This is part one of a series examining the changes experienced once an athlete finishes their time competing within their designated sport. This end could be due to graduating, deciding to move on, no further opportunities, and/or injury. There are many reasons why someone may no longer be competing, but there are often few resources for the athlete to manage the transition. So, this series endeavors to shed light on these changes.

         As summer begins and schooling comes to a close, sports are often wrapping up for the year or, for some, this marks a permanent end to their athletic careers. This time can be filled with a mix of emotions ranging from joy to grief to confusion, and everything in between. No matter how long someone has been involved in their sport, the completion of it marks some shift in identity.

         So often, especially for athletes competing at a high level, sport becomes a major, defining characteristic of their identity. This is an idea that’s also promoted in everyday conversation, as when introducing themselves the athlete will usually say something along the lines of, “I’m Sally, the soccer player.” They come to be known by this title to others in their life and community, but also themselves. Especially because so much time is spent dedicated to their athletic endeavor, often the person won’t have even been able to explore and establish other parts of themselves. So, when their sport comes to an end, the athlete is met with a gaping absence in themselves that can make them question who they are without this major part of how they defined themselves.

         Ways to process and redefine identity after sport are to first understand the emotions one is feeling due to the ending. As stated previously, these emotions vary widely! There can be grief, because maybe the person didn’t accomplish everything they wanted to, and now their opportunities to do so won’t look the same. There can be confusion; sports generally take up a large amount of time in someone’s life, so knowing how to reallocate that time can feel disconcerting. There can also be joy, which will occasionally be joined with shame for even having this emotion. But sometimes, a person will put so much of themselves into this sport, and they can be glad it’s over—which might make them question how much they loved it, hence the shame. Being able to accept and honor these emotions is a great first step in re-finding oneself after sport.
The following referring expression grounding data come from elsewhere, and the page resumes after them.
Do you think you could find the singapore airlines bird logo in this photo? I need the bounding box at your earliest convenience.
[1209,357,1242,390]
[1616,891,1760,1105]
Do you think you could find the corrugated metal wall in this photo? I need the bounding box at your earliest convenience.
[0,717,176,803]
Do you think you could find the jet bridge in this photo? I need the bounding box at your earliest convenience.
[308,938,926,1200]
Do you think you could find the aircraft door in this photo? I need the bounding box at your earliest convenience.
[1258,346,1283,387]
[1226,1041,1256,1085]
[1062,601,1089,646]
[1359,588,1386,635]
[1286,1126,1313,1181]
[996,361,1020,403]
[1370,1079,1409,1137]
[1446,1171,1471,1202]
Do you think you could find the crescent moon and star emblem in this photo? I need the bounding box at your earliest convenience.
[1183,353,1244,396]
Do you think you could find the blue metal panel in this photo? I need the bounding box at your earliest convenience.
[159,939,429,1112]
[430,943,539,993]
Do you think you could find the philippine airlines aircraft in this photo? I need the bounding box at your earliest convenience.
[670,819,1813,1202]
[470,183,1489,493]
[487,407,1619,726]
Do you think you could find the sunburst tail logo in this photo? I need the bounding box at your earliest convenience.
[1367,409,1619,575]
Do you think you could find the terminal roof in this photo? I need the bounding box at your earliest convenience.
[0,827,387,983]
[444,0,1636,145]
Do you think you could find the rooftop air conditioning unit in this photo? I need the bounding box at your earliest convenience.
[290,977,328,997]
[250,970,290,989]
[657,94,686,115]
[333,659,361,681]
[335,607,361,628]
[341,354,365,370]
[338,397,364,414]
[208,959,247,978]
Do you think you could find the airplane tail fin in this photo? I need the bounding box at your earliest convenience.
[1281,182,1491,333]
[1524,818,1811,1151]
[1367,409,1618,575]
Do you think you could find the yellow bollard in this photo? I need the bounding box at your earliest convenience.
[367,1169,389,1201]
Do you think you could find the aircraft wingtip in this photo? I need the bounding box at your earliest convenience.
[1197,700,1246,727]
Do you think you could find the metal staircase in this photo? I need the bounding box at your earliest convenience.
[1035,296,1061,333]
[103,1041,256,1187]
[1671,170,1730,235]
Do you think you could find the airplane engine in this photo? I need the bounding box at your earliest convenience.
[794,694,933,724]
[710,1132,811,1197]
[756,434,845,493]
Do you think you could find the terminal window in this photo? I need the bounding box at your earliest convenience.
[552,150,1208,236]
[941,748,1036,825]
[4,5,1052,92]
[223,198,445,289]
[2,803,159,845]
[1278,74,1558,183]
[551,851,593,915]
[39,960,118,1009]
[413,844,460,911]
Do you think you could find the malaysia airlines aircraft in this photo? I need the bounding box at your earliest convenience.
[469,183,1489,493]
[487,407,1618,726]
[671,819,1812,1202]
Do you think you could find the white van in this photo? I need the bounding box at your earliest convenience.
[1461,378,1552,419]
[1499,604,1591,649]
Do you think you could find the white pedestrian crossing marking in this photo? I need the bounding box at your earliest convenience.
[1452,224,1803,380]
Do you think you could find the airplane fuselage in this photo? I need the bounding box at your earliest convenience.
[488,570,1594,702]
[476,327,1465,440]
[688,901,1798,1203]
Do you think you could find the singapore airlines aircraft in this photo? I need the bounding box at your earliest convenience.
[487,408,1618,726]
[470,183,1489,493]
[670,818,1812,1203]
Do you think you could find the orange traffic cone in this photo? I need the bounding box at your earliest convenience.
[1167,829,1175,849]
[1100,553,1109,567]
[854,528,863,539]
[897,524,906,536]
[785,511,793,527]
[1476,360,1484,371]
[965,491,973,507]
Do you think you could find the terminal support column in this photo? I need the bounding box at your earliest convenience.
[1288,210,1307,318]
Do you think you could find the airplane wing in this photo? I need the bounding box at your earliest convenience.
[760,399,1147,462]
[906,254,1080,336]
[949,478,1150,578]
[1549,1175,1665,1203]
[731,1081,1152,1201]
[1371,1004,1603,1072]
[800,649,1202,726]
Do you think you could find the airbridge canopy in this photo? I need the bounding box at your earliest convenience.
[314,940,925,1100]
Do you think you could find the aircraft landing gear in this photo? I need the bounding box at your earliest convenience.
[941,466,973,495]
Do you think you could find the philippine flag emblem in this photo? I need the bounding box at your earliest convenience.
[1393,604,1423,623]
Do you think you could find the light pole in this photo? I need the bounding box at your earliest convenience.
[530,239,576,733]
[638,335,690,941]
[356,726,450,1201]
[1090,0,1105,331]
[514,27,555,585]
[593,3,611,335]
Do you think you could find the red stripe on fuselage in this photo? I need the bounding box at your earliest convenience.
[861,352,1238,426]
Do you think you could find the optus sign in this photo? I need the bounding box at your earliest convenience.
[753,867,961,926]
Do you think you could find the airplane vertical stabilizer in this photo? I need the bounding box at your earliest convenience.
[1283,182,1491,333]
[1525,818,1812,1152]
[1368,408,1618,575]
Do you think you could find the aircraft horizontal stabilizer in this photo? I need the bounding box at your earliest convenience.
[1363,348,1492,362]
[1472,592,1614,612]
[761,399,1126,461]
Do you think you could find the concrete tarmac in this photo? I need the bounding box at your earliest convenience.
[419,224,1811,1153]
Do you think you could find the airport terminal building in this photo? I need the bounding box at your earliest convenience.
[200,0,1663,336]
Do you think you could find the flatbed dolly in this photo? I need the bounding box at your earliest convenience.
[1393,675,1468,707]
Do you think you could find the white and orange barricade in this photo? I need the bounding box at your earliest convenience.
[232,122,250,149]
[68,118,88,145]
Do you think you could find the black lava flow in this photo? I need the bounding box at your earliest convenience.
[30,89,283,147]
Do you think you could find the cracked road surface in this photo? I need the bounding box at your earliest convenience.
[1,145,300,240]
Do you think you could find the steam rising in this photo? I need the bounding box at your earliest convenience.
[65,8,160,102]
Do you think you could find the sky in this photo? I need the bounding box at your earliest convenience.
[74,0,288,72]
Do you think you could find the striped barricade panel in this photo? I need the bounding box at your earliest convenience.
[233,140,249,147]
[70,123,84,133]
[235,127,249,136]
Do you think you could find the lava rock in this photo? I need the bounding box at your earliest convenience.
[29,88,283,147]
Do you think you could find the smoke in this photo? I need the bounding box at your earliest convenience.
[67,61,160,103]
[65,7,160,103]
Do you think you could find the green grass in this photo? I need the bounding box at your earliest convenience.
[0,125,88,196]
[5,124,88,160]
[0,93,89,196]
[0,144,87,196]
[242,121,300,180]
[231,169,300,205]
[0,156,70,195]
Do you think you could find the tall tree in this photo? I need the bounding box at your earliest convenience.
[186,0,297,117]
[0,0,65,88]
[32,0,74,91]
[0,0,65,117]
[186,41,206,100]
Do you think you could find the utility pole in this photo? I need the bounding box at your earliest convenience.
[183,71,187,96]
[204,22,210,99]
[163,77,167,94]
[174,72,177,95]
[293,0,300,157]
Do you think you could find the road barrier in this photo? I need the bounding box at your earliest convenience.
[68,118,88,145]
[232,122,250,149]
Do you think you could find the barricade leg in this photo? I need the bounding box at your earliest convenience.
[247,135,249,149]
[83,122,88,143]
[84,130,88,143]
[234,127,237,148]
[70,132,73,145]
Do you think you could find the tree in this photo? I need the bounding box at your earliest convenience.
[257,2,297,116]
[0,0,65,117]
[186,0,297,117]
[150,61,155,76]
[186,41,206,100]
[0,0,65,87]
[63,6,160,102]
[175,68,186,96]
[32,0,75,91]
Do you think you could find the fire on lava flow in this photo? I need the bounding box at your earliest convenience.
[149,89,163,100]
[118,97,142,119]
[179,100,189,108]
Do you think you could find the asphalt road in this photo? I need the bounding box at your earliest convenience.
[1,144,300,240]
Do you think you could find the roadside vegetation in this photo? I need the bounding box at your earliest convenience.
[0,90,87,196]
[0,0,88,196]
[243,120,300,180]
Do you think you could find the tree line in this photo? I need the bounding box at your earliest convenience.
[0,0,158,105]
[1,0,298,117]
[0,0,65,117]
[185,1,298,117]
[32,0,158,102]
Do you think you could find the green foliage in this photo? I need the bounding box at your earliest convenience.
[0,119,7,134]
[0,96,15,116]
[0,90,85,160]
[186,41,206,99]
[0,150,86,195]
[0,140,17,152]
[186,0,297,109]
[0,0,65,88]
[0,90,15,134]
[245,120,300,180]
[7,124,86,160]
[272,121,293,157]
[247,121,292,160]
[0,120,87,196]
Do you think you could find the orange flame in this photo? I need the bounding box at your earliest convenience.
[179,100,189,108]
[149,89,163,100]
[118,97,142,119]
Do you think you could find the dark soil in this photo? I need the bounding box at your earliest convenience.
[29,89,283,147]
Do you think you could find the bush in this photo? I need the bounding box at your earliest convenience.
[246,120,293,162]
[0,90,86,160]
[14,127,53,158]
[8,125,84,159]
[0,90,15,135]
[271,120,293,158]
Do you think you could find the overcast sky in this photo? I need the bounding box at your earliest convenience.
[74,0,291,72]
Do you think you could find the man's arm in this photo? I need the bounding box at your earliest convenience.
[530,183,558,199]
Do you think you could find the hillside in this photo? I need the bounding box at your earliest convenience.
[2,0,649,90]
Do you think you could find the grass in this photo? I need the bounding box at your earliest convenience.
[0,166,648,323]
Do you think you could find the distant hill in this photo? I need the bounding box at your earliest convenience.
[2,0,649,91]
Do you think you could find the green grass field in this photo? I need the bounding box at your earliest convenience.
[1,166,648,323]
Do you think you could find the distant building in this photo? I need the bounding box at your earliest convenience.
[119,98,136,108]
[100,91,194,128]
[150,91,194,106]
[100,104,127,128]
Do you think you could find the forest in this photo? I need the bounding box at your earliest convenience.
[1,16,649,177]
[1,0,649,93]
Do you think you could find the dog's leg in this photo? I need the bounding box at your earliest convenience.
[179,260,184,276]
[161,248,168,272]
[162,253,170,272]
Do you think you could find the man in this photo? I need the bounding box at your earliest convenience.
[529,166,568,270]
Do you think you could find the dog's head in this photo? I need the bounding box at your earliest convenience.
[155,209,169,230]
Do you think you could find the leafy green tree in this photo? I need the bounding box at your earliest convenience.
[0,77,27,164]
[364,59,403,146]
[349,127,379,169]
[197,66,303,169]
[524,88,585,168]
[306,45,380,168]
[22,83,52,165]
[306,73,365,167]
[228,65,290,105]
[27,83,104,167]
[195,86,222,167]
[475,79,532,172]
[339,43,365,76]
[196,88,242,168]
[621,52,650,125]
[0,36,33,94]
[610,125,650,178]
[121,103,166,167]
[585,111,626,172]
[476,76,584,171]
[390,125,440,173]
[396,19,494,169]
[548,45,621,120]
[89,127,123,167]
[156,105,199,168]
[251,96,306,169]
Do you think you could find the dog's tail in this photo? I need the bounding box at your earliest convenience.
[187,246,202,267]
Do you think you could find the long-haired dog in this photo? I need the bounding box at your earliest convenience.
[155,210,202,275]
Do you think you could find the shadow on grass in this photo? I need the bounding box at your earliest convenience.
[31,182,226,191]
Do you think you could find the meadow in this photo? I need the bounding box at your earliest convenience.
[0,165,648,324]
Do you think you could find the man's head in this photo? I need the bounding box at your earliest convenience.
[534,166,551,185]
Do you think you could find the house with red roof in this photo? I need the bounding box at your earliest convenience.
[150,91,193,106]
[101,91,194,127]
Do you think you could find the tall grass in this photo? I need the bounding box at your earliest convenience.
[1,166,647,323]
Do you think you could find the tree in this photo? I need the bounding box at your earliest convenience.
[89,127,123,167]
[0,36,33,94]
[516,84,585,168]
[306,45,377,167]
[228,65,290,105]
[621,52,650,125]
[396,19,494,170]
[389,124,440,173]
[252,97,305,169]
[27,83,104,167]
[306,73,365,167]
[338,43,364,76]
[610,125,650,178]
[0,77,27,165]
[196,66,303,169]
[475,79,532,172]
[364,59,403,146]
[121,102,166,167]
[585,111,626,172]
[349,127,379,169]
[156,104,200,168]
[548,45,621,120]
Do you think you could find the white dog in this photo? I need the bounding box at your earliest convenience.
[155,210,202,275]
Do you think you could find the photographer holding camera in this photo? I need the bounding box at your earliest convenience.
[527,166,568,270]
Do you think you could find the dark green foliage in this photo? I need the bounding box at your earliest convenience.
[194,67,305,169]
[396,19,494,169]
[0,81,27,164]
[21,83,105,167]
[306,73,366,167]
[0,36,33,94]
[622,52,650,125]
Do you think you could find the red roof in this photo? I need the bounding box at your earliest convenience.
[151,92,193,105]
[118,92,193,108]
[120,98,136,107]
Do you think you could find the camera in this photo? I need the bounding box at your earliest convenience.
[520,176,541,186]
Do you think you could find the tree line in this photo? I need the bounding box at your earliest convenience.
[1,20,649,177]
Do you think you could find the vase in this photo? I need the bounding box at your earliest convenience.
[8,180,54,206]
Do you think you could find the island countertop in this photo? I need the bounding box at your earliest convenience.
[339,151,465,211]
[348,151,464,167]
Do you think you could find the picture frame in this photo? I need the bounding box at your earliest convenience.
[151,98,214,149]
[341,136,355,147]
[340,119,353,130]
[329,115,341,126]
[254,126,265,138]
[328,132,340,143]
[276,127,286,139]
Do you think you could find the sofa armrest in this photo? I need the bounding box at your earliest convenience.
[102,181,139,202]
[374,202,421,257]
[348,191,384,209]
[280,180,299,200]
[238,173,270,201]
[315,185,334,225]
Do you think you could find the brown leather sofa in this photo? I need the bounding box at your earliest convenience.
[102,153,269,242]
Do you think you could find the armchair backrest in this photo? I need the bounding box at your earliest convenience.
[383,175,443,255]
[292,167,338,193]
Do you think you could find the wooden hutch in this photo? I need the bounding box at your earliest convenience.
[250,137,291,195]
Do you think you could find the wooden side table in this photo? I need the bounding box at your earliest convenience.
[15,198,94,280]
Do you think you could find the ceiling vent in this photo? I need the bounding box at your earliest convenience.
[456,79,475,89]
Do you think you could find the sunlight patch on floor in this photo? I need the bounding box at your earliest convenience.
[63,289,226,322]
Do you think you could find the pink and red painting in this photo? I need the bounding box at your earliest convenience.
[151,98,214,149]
         From here, another important step is paying respect to the journey experienced within that sport. No matter how long or short, the individual has dedicated time, effort, and attention to their athletics, so appreciating their own unique experience can be healing in the conclusion. As well as honoring the journey, this also combines with reckoning with goals accomplished or left unfulfilled. Not everyone is able to accomplish everything they set their mind to in sport, and it can be hard to accept when that happens. So, reminding oneself that life can offer so many other things to chase and succeed within can be helpful.

         Finally, in establishing a new identity outside of sport, the person should take time to be curious about their own desires, values, and passions that exist not just in a sporting arena. Perhaps the person has always wanted to draw, but they’ve never had time to explore that as a hobby; that’s a wonderful place to start putting newfound energy into. Something to note is that athletes will often align their worth and value about themselves as being a direct reflection of their achievements or hard work. Separating from this idea and acknowledging that no one needs to do anything or win anything to be loved or valuable is hugely important in finding oneself after sport.

         To all my athletes finding themselves again post-sport, I see you and I understand you. Take all the time you need to move on and find yourself again. Please know that just because this chapter of sports has ended (at least in the way it once looked) does not mean the book of your life has ended. There are so many more chapters to write that can be just as, or more, fulfilling, and awe-inspiring.